The German government is considering widening curbs on speculative trading practices under draft legislation that would extend a ban on so-called naked short selling of some securities to include all stocks.
Germany's market regulator surprised markets last week with an immediate ban on naked short-selling of eurozone government debt and shares of major financial companies. It applies through March 31.
A Finance Ministry draft obtained Tuesday by The AP envisions a ban on naked short-selling of "shares, including derivates related to them." It also calls for the introduction of "a transparency system for short-selling positions."
It has been sent to financial industry organizations for discussion.
Short-selling is a way of betting a financial asset will go down by borrowing securities and selling them in hopes of buying them cheaper later. The trader profits on the difference in price; naked short-selling involves selling shares without going through the first step of borrowing them.
The initial ban rattled financial markets, with analysts saying unilateral action by one government suggested lack of unity in combatting the market turmoil from Europe's government debt crisis. Some market watchers say most such trading is conducted outside Germany in any case.
Germany has stepped up longstanding calls for tighter regulation of the financial sector as Berlin and its European Union partners deal with the eurozone debt crisis -- an effort that has entailed pushing through large and unpopular rescue packages.

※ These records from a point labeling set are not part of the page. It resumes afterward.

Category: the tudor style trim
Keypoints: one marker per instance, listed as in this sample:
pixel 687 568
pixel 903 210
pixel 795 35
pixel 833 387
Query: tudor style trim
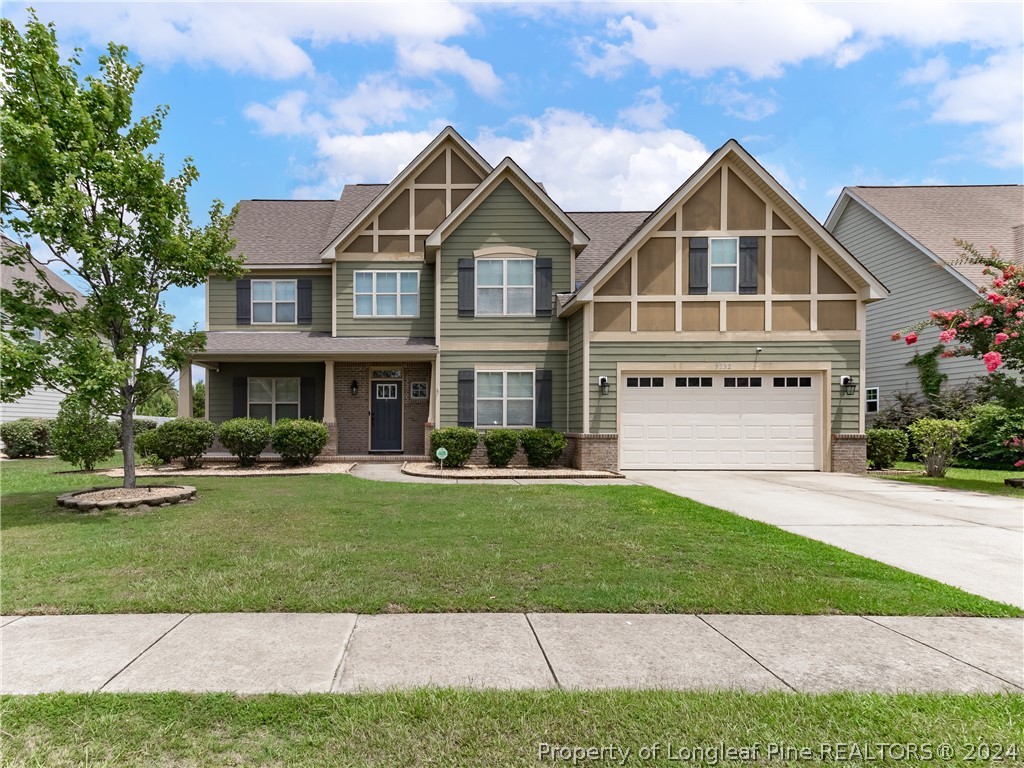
pixel 508 170
pixel 875 289
pixel 450 133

A government official, speaking of condition of anonymity because he wasn't authorized to speak on the record to media, said that the legislation already had been planned for some time. The Cabinet is expected to consider it next month, but it wasn't immediately clear when it might go to lawmakers.
The draft says that the financial crisis "has shaken confidence in financial markets" and made clear the need for "substantial improvements" in regulatory law.
The crisis has reached a "new dimension" recently with the widening of turbulence to the market for European government bonds, it said, adding that a "ban on certain potentially crisis-strengthening transactions and an improved transparency" are aimed at calming "these negative market developments."